You should know: rand() may call malloc()

We recently discovered a weird bug deep inside the latest version of the Thingsquare IoT platform that took us by surprise.

The root cause turned out to be that the rand() function called the malloc() function. We were surprised by this.

And now we want to spread the word, so that everyone knows: rand() may – under certain conditions – call malloc().

What does this mean to the average person?

To most people, not much.

In fact, not even most software developers will be affected by this.

But it affected us.

What we are talking about here is very low-level. Very bare-metal. Way more bare-metal than most software developers will ever be.

But let’s dive into it.

The Thingsquare IoT platform runs on devices that have ridiculously small amounts of memory.

Memory allocation is a challenge

The Thingsquare IoT platform runs on devices that have small amounts of memory.

Very small.

Sometimes as small as 10 kilobytes. And sometimes we can splurge with as much as 32 kilobytes.

For most modern purposes, this is ridiculously small.

We therefore have to be very clever in how we manage this memory.

In the Thingsquare system, we have three different types of memory allocation mechanisms:

memb: the memory block allocator. Fixed-size blocks from static pools of blocks.
mmem: the managed memory allocator. Dynamic-sized blocks, that may be rearranged to avoid fragmentation, from a static chunk of memory.
bmem: the block memory heap allocator. Dynamic-sized blocks from a static chunk of memory.

And, because the system is written in the C programming language, we also use stack memory.

All of the above are based on one principle:

Always pre-allocate everything at compile-time.

This means that we know, beforehand, how much memory is being used.
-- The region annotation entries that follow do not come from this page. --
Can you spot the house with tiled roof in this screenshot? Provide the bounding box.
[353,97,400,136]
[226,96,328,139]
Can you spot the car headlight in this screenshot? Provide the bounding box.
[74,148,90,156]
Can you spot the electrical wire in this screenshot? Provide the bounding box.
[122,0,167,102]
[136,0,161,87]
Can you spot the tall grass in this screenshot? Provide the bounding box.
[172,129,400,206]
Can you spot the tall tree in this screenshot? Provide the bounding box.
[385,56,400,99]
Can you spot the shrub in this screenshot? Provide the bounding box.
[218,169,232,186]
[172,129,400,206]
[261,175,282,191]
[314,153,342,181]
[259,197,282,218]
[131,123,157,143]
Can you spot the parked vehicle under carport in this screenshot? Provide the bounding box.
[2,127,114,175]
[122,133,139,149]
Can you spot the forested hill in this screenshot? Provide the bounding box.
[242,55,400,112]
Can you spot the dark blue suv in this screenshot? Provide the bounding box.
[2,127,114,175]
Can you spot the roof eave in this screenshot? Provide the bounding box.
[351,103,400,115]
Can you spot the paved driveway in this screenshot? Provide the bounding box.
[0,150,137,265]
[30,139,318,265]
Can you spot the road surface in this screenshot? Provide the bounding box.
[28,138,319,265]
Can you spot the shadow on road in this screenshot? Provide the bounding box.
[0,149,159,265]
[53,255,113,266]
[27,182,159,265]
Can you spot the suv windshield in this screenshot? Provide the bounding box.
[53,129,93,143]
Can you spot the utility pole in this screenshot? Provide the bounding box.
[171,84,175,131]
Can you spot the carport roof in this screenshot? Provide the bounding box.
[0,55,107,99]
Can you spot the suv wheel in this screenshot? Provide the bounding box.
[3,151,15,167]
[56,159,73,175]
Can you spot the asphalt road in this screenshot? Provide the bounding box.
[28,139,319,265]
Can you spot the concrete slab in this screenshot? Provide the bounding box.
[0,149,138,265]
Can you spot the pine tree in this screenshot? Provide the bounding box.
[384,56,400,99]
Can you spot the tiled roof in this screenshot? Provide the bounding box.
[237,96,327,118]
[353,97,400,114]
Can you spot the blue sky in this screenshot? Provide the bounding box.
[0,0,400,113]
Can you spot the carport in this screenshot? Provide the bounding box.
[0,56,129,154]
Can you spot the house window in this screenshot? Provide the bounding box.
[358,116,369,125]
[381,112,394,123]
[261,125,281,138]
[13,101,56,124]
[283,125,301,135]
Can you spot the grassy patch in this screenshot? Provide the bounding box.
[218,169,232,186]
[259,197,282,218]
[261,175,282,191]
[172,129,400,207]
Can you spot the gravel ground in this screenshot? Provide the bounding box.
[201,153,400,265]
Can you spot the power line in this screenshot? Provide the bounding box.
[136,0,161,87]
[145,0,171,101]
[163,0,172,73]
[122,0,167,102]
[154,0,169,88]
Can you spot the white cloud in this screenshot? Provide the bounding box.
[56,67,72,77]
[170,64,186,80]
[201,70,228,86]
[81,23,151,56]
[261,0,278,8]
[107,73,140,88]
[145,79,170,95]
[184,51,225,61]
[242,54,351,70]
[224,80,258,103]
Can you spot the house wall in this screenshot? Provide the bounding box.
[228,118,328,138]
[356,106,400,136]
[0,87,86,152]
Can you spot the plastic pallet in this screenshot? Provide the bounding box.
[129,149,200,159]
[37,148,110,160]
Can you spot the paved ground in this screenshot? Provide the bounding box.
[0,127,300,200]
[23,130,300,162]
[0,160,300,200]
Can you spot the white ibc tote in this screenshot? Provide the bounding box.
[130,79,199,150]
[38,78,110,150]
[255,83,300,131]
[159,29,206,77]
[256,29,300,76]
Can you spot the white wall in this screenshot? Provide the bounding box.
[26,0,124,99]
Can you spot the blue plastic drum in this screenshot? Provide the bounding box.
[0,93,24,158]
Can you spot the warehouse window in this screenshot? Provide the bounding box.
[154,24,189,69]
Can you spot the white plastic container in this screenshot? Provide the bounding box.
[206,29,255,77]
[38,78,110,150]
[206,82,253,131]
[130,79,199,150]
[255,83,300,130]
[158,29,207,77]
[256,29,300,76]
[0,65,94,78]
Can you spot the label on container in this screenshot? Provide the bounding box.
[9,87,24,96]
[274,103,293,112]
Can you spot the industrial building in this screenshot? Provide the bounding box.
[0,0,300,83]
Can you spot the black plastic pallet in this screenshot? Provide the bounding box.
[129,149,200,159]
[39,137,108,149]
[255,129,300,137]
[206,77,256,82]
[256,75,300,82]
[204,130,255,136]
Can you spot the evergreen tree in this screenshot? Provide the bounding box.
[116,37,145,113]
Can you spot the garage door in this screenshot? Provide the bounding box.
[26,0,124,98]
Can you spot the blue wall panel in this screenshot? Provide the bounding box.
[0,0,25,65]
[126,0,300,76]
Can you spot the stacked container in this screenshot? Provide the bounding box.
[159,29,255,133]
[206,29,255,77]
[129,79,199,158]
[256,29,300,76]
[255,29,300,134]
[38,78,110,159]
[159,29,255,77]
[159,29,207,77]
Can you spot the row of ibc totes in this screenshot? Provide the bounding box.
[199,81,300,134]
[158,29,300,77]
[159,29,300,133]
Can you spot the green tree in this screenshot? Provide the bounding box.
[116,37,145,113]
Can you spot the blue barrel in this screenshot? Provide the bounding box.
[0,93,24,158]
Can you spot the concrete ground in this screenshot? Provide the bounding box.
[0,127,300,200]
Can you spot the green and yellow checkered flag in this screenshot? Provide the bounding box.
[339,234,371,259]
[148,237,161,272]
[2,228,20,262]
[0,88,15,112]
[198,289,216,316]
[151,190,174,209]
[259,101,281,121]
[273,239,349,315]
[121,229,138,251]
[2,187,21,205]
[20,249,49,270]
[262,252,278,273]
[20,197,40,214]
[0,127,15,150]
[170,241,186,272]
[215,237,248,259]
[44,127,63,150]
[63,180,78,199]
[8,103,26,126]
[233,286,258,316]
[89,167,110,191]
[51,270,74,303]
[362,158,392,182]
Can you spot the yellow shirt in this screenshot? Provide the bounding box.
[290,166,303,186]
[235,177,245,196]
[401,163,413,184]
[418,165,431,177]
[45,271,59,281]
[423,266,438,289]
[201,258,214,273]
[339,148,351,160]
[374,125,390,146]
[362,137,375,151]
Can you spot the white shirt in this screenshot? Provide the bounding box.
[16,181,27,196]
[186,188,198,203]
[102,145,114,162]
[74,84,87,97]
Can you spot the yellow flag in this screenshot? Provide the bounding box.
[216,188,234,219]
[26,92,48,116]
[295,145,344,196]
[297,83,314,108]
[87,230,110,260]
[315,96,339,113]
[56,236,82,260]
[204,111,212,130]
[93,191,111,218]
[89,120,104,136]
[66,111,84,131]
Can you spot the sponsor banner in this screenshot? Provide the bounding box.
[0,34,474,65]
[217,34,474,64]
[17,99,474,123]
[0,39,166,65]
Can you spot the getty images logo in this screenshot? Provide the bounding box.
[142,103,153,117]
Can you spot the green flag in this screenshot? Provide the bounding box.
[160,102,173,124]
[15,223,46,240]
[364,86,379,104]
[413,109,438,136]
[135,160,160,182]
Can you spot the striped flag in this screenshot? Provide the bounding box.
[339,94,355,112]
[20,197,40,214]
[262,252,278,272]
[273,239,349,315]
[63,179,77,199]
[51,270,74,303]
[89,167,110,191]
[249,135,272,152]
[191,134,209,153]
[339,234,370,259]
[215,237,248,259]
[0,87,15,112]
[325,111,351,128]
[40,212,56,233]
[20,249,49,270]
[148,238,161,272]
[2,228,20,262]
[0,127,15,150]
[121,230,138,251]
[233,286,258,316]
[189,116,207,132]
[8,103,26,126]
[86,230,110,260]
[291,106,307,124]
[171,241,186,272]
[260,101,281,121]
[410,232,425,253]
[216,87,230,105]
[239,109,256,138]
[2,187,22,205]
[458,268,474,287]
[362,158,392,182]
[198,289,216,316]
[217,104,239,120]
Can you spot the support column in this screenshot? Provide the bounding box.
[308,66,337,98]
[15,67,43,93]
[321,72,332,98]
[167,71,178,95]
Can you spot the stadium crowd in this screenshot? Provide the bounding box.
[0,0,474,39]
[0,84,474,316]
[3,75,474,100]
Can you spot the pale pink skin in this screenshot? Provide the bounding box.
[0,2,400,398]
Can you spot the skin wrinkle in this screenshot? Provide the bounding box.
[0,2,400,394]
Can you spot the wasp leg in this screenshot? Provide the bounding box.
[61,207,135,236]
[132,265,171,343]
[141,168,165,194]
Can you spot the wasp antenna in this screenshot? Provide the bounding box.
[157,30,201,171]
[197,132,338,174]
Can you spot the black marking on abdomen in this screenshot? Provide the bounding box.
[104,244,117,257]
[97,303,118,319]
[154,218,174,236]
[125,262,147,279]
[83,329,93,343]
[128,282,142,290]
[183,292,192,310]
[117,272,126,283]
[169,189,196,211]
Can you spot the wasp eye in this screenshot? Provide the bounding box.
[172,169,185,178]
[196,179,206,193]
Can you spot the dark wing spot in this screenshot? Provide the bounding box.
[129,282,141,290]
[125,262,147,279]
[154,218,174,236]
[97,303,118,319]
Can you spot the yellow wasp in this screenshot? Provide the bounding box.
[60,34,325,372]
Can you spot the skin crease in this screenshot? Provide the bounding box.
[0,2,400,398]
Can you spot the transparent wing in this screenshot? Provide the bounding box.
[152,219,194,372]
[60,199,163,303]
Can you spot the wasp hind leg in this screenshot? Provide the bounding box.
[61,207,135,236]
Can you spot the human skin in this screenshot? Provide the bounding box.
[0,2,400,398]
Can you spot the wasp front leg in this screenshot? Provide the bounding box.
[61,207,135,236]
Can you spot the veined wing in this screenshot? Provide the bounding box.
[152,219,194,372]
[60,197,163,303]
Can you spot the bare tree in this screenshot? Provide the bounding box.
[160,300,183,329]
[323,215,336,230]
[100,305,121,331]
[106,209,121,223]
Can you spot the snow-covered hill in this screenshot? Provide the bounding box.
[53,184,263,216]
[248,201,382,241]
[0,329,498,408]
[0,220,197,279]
If we use too much, we won’t even be able to compile the code. Much less run it.

What we end up with is a memory structure that looks like this:

The stack starts at the top of the memory and grows downwards. But we have to be careful – more about this below.

The stack is followed by a bunch of memb, mmem, and bmem blocks. As well as other data that the code uses.

Because the memory is so tight, there is not much air in that memory layout. In most cases, it is almost 100% used.

malloc() might kill you

Note that there is one memory allocation mechanism that is not in the list above: the C language standard malloc() / free() mechanism.

Why?

Because with malloc() / free(), we don’t know beforehand how much memory that will be used.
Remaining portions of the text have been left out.